Thousands poured out of the country's web of prisons in the final days of Assad's rule and after the opposition factions toppled him on December 8.

But as the weeks go by, many families are still desperately searching for news of relatives who were detained or went missing during years of his iron-fisted rule.

Shalish, 59, has not seen her 27-year-old son Mohammed since military security personnel stormed their home near Homs around dawn in early November, just weeks before Assad's ouster.

"I was screaming," she said at the Tal al-Naser cemetery near Homs.

"They shot him in the leg, he fell on the ground and two of them came and opened fire" repeatedly before taking him away, she said, a foul smell lingering in the crisp winter air.

"He has four young children... he has a son who is two," she told AFP.

"I tell him that (his father) will be back tomorrow."

The fate of detainees and others who went missing remains one of the most harrowing legacies of Syria's conflict, which started in 2011 when Assad's forces brutally repressed anti-government protests.

Arbitrary arrests, violence and torture were all part of a paranoid state killing machine that crushed any hint of dissent.

"There were people who accused (Mohammed) of being in contact with revolutionaries in the north," Shalish said.

Her other son, detained at the same time, was later released, but she was told unofficially that Mohammed had died, without receiving any formal notification.

'Need to be certain'

At the sprawling cemetery, pieces of construction blocks serve as makeshift headstones in the dirt where Shalish sits.

At an earlier visit, she learnt that an individual buried there had the same date of death as her son.

But she has been unable to obtain authorization to exhume the body, which was identified only by a code.
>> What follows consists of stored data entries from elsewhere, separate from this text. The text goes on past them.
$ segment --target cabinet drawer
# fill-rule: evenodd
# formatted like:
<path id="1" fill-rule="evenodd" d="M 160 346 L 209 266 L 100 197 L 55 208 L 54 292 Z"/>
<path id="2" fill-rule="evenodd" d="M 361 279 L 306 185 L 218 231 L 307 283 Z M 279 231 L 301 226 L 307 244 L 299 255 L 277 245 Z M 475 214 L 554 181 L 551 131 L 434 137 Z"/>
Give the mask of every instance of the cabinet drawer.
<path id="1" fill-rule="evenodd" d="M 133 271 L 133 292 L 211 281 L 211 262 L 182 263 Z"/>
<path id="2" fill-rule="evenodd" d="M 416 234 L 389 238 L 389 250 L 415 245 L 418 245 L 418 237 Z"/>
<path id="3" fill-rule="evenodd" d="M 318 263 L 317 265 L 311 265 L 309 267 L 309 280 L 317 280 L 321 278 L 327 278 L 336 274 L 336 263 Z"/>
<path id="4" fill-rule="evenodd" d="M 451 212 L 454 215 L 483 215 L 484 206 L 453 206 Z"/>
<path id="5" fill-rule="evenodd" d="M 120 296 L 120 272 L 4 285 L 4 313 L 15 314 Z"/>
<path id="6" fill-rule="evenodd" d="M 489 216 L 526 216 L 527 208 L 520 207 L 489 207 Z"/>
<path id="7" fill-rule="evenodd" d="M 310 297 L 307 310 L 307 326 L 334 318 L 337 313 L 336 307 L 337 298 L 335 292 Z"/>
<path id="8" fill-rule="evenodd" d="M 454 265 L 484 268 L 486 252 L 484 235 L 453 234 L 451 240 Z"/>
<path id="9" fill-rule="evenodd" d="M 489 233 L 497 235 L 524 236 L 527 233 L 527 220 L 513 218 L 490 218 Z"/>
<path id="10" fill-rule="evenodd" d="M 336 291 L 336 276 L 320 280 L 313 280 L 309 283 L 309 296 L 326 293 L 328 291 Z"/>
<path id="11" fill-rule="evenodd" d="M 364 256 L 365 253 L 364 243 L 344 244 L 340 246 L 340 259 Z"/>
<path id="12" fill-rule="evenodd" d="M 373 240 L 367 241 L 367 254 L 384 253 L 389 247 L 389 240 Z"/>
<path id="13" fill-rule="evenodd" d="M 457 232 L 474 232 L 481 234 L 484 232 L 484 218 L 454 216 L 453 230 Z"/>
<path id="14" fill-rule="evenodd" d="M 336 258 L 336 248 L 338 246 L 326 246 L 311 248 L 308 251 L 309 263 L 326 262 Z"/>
"If I have to go to the end of the Earth, I will go. I need to see if it's my son or not," she said.

"I need to be certain, so my heart can be at rest."

Adnan Deeb, known as Abu Sham, who is in charge of burials at the Tal al-Naser cemetery, sorts through ledgers containing the names of people who are interred there, leafing through worn, handwritten pages of records, organized by date.
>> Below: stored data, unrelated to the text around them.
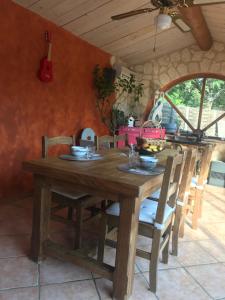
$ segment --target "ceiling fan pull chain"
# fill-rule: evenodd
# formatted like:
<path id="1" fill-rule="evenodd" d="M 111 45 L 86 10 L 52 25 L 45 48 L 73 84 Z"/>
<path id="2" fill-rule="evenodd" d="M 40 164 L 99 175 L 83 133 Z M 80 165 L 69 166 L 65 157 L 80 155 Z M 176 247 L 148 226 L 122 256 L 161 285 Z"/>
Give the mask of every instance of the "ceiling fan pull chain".
<path id="1" fill-rule="evenodd" d="M 156 39 L 157 39 L 157 33 L 158 33 L 158 18 L 157 22 L 155 23 L 155 36 L 154 36 L 154 45 L 153 45 L 153 52 L 156 53 Z"/>
<path id="2" fill-rule="evenodd" d="M 186 0 L 183 0 L 183 3 L 179 5 L 180 7 L 189 7 L 189 5 L 186 3 Z"/>

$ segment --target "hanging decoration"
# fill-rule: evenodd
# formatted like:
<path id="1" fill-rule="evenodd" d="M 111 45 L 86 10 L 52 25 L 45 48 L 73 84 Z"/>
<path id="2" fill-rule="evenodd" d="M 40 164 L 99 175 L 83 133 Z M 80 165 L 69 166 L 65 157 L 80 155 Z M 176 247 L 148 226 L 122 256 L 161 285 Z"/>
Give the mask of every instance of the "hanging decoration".
<path id="1" fill-rule="evenodd" d="M 40 62 L 38 77 L 43 82 L 50 82 L 53 79 L 52 72 L 52 35 L 50 32 L 45 32 L 45 40 L 48 43 L 48 54 Z"/>

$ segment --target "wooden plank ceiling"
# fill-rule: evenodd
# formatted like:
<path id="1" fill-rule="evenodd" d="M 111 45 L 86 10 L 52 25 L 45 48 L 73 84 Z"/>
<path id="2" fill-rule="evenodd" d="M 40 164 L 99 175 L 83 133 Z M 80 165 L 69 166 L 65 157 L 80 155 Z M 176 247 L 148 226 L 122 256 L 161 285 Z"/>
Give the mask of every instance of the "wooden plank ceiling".
<path id="1" fill-rule="evenodd" d="M 120 57 L 128 65 L 141 64 L 155 57 L 195 43 L 191 33 L 174 25 L 156 34 L 158 12 L 120 21 L 111 16 L 129 10 L 151 7 L 149 0 L 14 0 L 25 8 L 53 21 L 82 39 Z M 225 42 L 225 4 L 203 8 L 213 39 Z"/>

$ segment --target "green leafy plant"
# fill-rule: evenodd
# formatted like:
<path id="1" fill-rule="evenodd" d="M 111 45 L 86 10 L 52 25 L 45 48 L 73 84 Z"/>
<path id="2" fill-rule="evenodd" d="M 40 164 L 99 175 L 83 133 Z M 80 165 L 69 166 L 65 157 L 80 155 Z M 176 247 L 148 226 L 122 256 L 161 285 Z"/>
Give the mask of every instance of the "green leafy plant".
<path id="1" fill-rule="evenodd" d="M 139 103 L 143 95 L 143 84 L 138 83 L 135 76 L 117 77 L 113 68 L 101 68 L 96 65 L 93 71 L 93 84 L 96 91 L 96 106 L 102 122 L 114 134 L 116 129 L 126 122 L 125 113 L 119 109 L 121 101 L 130 97 L 131 107 Z M 112 96 L 115 96 L 112 105 Z"/>

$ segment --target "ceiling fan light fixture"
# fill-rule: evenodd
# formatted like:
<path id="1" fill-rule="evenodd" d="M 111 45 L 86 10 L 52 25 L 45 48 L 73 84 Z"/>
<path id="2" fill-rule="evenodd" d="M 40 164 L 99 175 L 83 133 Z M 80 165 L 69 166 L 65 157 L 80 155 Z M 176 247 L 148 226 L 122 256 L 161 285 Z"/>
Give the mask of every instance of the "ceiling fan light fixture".
<path id="1" fill-rule="evenodd" d="M 170 26 L 172 24 L 172 18 L 171 18 L 171 16 L 169 16 L 167 14 L 159 14 L 155 18 L 155 23 L 156 23 L 158 29 L 161 29 L 161 30 L 168 29 L 168 28 L 170 28 Z"/>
He said that after the uprising started, authorities began bringing bodies from the military hospital to be buried at the cemetery.

"Some had codes, while others were identified by name," said the towering man in a long black robe, his head wrapped in a traditional keffiyeh.
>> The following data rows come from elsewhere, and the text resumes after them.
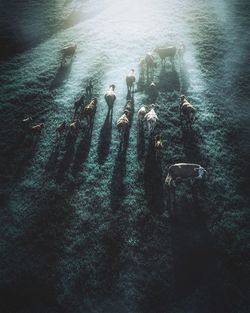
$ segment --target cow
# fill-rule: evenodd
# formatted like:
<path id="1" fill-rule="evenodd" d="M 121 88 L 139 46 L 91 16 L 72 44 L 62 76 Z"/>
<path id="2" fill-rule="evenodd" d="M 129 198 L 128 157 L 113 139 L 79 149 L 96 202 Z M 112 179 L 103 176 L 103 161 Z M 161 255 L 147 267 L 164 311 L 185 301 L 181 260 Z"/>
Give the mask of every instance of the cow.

"Sometimes we'd get 10, sometimes five... They'd bring them in ambulances or in pick-ups or military vehicles," he said, adding that some bore signs of torture.

"It was an atrocious sight. Atrocious. But we had no choice but to do our job," he added.

Still looking

Deeb estimated several thousand former detainees could be buried at the cemetery.

He expressed hope that the military hospital's computer systems would eventually reveal the names of the bodies identified only by codes.

People need to "know where their children are buried", Deeb said.

The International Committee of the Red Cross has said determining the fate of the missing will be a massive task likely to take years.

The Syrian Observatory for Human Rights, a Britain-based war monitor, has said more than 100,000 people have died in detention from torture or dire health conditions across Syria since 2011.

Rafic al-Mohbani, 46, from Homs, has been searching for answers for more than a decade.

His eyes flash with rage as he recounts how his brother Raef and brother-in-law Hassan Hammadi disappeared on their way home from work in June 2013.

"They told us they were at the military security branch in Homs. We went and asked, and they said they transferred them to Damascus. After that, we don't know what happened," he said.

"We paid several sums of money to several people" secretly, he said.

"We got a lawyer, and still couldn't find out anything."

After prisoners began streaming out of Assad's jails last month, "we posted the photos again, we've been looking at cemeteries and hospitals", Mohbani said.

He also visited Tal al-Naser cemetery, with no success.

But the gaunt man, who works as a mechanic, said he still had hope of learning the two men's fate.

"God willing, justice will prevail for us and everyone in Syria."